6. Create a vacuum by covering the tip of the syringe with your finger. Draw back the plunger.
7. Release the vacuum so that the solution will enter the disks. It may take a few times to get the disks to sink.
8. Once they have sank, you can put them back into the sodium bicarbonate solution and expose the disks to light.
9. Repeat steps 5-7 with another set of 10 disks. Place this set into a control beaker that contains only water and expose to light.
10. Record the number of disks floating at the end of each minute, swirl the disks to dislodge any that may get stuck to the beaker or to each other. The experiment should continue until all the disks are floating.
11. Repeat steps 1-10 to record data on disks that are not exposed to light.

Data Table

 Time (min) Light/Baking Soda Light / No baking soda No light/ Baking Soda No light / Baking soda 1 2 3 4 5 6 7 8 9 10 11 12 13 14 15

### Analysis

Analysis: To make comparisons between experiments, a standard point of reference is needed. Repeated testing of this procedure has shown that the point at which 50% of the disks are floating (ET50) is a reliable and repeatable point of reference.
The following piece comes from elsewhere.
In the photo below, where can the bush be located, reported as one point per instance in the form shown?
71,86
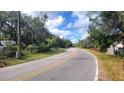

Graph your data for the experiment. X-axis is Time (min) and Y-axis is # floating disks.

Be sure to include a key for each sample set. There should be four lines on your graph. Determine the ET50 for each set of leaf disks.

Conclusion:

What is the relationship between the variables aand photosynthesis rate? This is your CLAIM.

What evidence supports those claims (summarize data)?

Provide reasoning that linke the evidence and the claim and explains why this relationship exists. A discussion of photosynthesis is appropropriate in this section.